Mickey is exactly right: the PLC-5 PID instruction needs to be executed at the same interval as is programmed into its Loop Update Time parameter. This is described in the Instruction Set Reference (1785-RM001 pages 14-10, 14-16, 14-26. etc) and the Help file and in every PID lecture, article, quickstart, and example. The ladder logic examples begin on page 14-30 of that manual.
I have seen plenty of systems like this that essentially work by coincidence: the programmers managed to tune the loops even though the Update time (configured in the PID instruction data block) and the execution time (dependent on the scantime because they are executing the PID unconditionally) are different. Those programs work OK until there's an upgrade or expansion and the execution rate of the routine changes.
This especially bites programmers who had experience with the TI-505 system, which treated PID like a set of configurable loop controllers.
Because this is in LAD2, the default RLL routine for A-B controllers since the 1980s, it is surely not configured to be executed by a Selectable Timed Interrupt (STI).
Another PLC-5 specific thing is that this PID instruction is using the "PD" datatype, which was introduced with the PLC-5 Enhanced controllers. The older PLC-5/15 and /25 Classic controllers used an Integer data file to store the parameters and data for the instruction, and you can retain that method in an Enhanced controller if you wish. PD-based instructions will execute every scan when programmed un-conditionally like this, while an N-file based instruction needs to see a rung condition false->true transition and would never have worked.

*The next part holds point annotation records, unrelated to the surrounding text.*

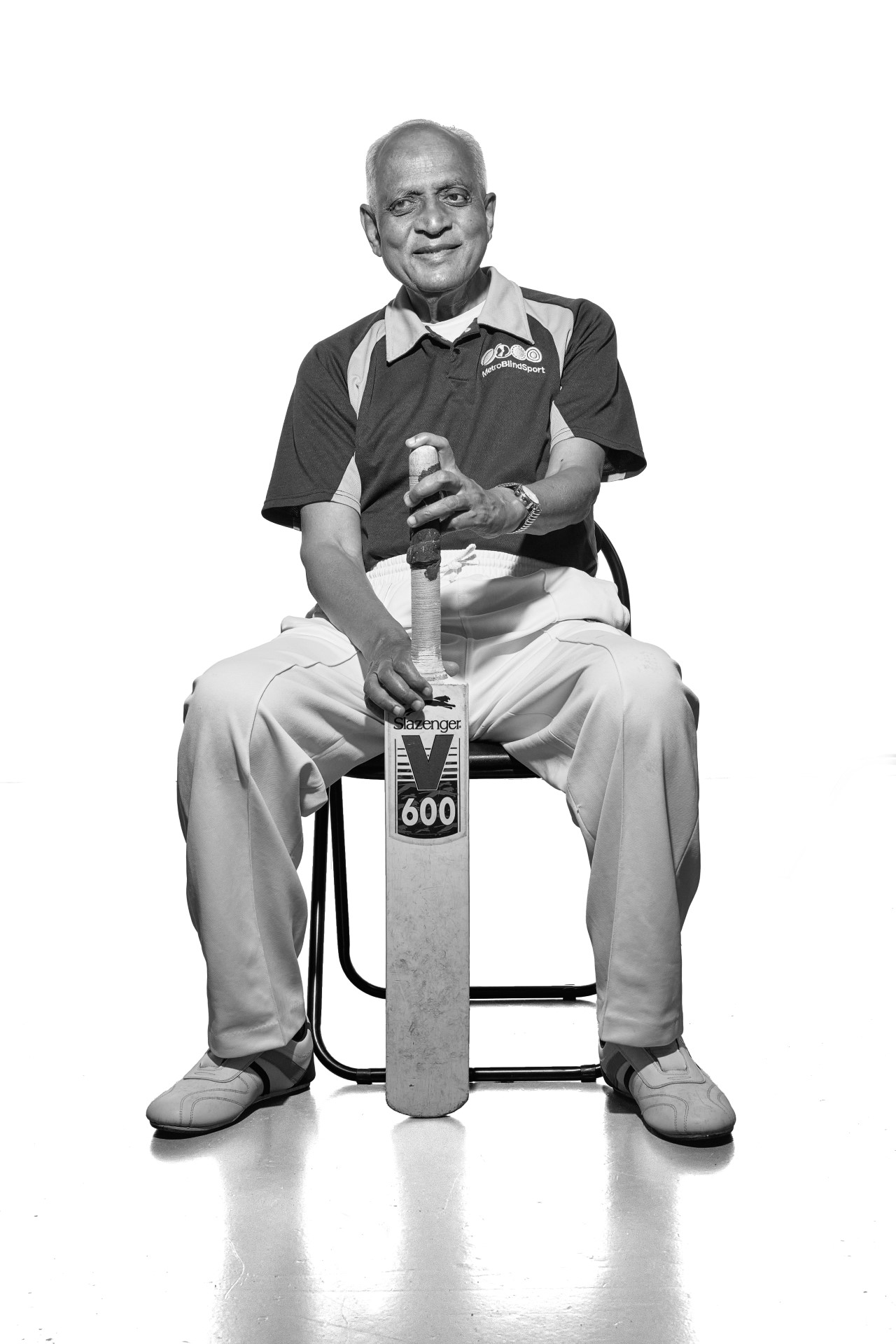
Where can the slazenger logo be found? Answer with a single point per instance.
(511, 356)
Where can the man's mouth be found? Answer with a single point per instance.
(435, 253)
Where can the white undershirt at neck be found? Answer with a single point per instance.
(451, 327)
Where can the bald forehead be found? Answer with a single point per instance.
(412, 156)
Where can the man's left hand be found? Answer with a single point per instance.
(466, 504)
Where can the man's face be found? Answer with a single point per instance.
(431, 223)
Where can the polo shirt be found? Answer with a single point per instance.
(530, 372)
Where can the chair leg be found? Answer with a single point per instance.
(331, 815)
(316, 961)
(484, 993)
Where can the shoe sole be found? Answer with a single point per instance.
(713, 1136)
(188, 1130)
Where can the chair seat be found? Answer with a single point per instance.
(488, 761)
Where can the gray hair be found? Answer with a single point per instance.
(464, 136)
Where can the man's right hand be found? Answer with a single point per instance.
(393, 683)
(335, 571)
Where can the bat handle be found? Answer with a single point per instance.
(425, 558)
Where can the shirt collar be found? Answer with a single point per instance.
(504, 311)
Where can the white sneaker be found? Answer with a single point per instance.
(218, 1092)
(676, 1098)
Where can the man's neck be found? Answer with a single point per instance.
(438, 308)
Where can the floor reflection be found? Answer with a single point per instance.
(536, 1210)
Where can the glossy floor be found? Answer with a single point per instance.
(536, 1212)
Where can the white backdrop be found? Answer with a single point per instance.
(182, 225)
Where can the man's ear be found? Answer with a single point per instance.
(368, 225)
(491, 201)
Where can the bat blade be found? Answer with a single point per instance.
(428, 906)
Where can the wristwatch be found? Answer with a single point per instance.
(527, 498)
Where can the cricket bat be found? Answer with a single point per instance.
(428, 862)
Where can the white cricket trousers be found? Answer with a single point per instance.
(551, 676)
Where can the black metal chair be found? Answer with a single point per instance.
(488, 761)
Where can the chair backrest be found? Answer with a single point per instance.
(609, 552)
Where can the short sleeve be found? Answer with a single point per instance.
(594, 401)
(316, 454)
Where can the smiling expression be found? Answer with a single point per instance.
(433, 223)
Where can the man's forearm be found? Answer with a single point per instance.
(564, 498)
(340, 587)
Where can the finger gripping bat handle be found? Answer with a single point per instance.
(425, 558)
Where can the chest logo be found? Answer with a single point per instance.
(511, 356)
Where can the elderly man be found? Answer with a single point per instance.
(524, 400)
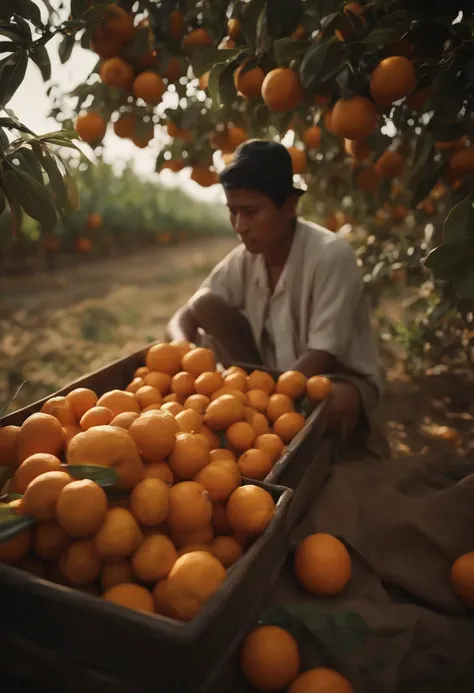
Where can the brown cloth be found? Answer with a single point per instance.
(404, 523)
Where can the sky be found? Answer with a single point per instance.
(32, 106)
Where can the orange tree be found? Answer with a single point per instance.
(376, 95)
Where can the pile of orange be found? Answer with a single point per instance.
(180, 438)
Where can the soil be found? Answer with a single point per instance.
(56, 326)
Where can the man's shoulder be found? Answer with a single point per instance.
(320, 243)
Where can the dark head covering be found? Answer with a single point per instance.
(262, 166)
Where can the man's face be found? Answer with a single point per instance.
(260, 224)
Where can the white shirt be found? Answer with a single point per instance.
(318, 303)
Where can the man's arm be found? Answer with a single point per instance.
(182, 327)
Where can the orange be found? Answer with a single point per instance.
(109, 446)
(115, 574)
(160, 381)
(39, 433)
(249, 82)
(190, 507)
(299, 160)
(60, 408)
(13, 550)
(197, 37)
(96, 416)
(147, 395)
(154, 559)
(219, 479)
(149, 502)
(260, 380)
(318, 388)
(182, 384)
(124, 127)
(81, 400)
(50, 540)
(277, 405)
(174, 408)
(227, 550)
(197, 402)
(258, 399)
(176, 24)
(358, 149)
(258, 421)
(8, 446)
(32, 467)
(91, 128)
(165, 358)
(41, 495)
(390, 164)
(241, 436)
(125, 419)
(322, 565)
(223, 412)
(462, 579)
(321, 679)
(271, 444)
(208, 382)
(189, 455)
(202, 536)
(119, 401)
(250, 509)
(287, 426)
(155, 434)
(189, 421)
(150, 87)
(219, 519)
(131, 596)
(354, 118)
(81, 563)
(282, 90)
(159, 470)
(119, 536)
(222, 454)
(255, 464)
(311, 137)
(134, 385)
(212, 438)
(269, 658)
(198, 361)
(292, 384)
(81, 508)
(117, 73)
(193, 579)
(393, 79)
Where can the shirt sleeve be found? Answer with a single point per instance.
(227, 279)
(337, 290)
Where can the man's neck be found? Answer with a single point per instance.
(279, 255)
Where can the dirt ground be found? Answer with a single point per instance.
(59, 325)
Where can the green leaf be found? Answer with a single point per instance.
(66, 47)
(381, 35)
(13, 524)
(459, 223)
(35, 198)
(102, 476)
(29, 10)
(322, 62)
(41, 58)
(12, 75)
(447, 254)
(286, 50)
(204, 60)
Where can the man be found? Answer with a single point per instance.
(291, 296)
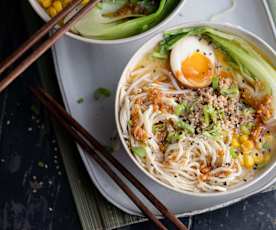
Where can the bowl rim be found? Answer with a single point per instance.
(125, 71)
(41, 12)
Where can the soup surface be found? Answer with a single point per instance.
(195, 120)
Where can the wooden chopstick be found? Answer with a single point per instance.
(43, 47)
(88, 149)
(57, 110)
(38, 35)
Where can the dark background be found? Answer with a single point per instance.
(34, 191)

This is noted in the 1785-RM001 manual on page 14-12.
The best way to resolve this problem is to run the application on a PLC-5/40, even for a short period of time, and capture the Scantime of the LAD2 routine. Then use that to set up Timers or an STI to run this PID code at the same interval.
It still probably won't be actually correct, but it should get the loops working similar to how they worked in the PLC-5/40.